Ellas piensan que se está dado una imagen de las mujeres como “eternas víctimas” que deben ser protegidas. Distinguen entre “la violación, que es un crimen”, y “la seducción insistente o torpe, que no es un delito, como la galantería no es una agresión machista”. No ha favorecido mucho a su tesis afirmar que “defendemos una libertad de importunar, indispensable para la libertad sexual”. Quizá por su edad media estas mujeres tienden a verse como paladines de la liberación sexual frente al puritanismo, problemática ya superada para las más jóvenes.
Pero se entiende su temor a una justicia expeditiva: “#MeToo –dicen– ha provocado en la prensa y en las redes sociales una campaña de delaciones y de acusaciones públicas contra individuos que, sin que se les deje la posibilidad de responder ni de defenderse, han sido puestos al mismo nivel que los agresores sexuales”.
Pues a raíz del artículo ellas han sido puestas al nivel de traidoras a la causa. Como suele ocurrir en los casos en que unas mujeres discrepan de las tesis feministas “correctas”, la munición utilizada contra ellas contiene más adjetivos que ideas. Feministas francesas han comparado a Deneuve con “el tío pesado que no entiende lo que está pasando”; otras diagnostican a las firmantes de “misoginia interiorizada”; no faltan las que las descalifican porque, gracias a su privilegiada posición en la sociedad, no han experimentado los sistemáticos abusos que supuestamente sufren todas las demás mujeres. Lo cual no deja de ser paradójico, pues tampoco puede decirse que #MeToo haya sido impulsado por mujeres corrientes, sino más bien por féminas que protestan en nombre de la igualdad de género con modelos negros exclusivos en la alfombra roja de los Globos de Oro.
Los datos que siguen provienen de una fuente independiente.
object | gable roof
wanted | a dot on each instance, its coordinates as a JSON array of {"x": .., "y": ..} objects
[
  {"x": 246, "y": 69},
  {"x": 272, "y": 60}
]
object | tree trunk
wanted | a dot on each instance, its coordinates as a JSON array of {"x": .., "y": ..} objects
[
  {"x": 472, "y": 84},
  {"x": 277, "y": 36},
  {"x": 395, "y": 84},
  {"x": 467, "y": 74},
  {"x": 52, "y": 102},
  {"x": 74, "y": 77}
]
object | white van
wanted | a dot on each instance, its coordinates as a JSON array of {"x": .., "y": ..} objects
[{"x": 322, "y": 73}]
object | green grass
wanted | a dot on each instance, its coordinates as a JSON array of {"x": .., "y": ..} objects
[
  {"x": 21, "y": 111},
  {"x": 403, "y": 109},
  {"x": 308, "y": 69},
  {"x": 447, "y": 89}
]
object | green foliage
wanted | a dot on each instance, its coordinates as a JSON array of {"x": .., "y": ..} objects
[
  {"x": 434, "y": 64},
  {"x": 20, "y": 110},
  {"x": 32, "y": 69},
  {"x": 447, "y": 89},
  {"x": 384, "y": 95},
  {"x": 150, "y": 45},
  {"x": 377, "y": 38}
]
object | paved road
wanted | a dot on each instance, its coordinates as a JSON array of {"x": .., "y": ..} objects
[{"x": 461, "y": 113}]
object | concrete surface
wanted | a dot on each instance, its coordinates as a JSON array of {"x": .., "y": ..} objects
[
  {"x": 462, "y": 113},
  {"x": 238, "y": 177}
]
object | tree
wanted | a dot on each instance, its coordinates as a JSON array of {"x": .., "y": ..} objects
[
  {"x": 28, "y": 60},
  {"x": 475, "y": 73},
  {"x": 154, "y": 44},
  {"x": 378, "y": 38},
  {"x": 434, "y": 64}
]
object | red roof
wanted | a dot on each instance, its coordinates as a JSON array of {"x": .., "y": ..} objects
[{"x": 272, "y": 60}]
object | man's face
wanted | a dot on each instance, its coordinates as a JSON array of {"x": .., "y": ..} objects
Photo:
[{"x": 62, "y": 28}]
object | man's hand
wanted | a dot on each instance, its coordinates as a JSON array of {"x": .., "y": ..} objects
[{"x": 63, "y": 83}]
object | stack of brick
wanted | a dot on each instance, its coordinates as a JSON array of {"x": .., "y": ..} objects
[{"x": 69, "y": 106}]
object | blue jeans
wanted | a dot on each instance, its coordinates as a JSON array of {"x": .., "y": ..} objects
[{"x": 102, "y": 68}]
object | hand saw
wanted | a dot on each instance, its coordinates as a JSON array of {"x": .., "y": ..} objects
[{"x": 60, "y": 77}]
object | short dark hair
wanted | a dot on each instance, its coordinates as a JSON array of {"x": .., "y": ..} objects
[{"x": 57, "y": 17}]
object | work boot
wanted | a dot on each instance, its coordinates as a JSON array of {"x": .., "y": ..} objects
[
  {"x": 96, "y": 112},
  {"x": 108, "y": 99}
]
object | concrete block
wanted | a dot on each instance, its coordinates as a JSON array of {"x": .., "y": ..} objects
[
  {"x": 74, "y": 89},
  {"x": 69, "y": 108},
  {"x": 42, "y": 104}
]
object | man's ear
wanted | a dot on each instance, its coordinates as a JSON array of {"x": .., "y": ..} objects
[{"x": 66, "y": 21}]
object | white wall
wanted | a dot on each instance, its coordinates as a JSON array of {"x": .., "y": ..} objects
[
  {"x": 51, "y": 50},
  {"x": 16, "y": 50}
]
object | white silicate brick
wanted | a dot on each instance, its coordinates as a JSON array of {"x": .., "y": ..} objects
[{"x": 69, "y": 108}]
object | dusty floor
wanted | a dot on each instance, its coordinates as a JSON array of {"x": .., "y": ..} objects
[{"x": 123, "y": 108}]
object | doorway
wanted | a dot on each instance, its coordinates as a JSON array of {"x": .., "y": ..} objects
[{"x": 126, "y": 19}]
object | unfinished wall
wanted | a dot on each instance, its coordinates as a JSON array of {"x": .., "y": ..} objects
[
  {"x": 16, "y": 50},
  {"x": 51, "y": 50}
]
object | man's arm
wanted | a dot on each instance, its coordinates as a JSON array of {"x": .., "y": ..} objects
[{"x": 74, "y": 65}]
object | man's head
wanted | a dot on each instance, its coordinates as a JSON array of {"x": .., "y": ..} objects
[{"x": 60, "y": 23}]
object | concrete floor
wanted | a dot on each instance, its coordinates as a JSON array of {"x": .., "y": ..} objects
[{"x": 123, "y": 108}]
El acoso a las voces fuera del coro se ha hecho sentir no solo por lo que alguna ha dicho, sino incluso por lo que una puede decir en el futuro, en una especie de censura previa. Lo ha experimentado en sus carnes Katie Roiphe, ensayista, autora del libro The Morning After: Sex, Fear and Feminism. Se ha corrido la voz de que Roiphe va a publicar un artículo en el número de marzo de Harper’s en el que mencionará a la mujer responsable de haber creado la Shitty Media Men List, una especie de lista negra de publicistas que supuestamente se han comportado mal con las mujeres, y en la que pueden añadirse nombres anónimamente.
El mero hecho de que una mujer desvele el nombre de otra que está haciendo esta “valiente campaña” ha sido considerado como una traición, y en las hogueras encendidas en Twitter se ha tratado a Roiphe de “Tío Tom del género”, “basura”, “pro violación”…
La duda de si realmente se han liberado las voces femeninas se refleja en la disparidad entre lo que se dice en público y en privado, como reconoce la escritora Daphne Merkin en The New York Times. En público, dice Merkin, todas compartimos en Twitter las condenas de #MeToo. En privado, hay muchas más reservas respecto al valor de las acusaciones, en las que se mezclan casos palmarios de depredadores sexuales con otros en los que las acusaciones son “dispersas, anónimas o, hasta donde puede saber el público, muy vagas e inconcretas”.
El hecho de que lo que se dice en privado sea tan distinto de lo que se afirma en público es, para Merkin. “un mal signo, pues sugiere una especie de intimidación social que es la parte oculta de una cultura de corrección política en la que estamos sumergidos cada vez más”.
Pero si se trata de liberar la palabra de las mujeres habrá que respetar lo que cada una quiere decir, sin imponerles la moda en negro del #MeToo.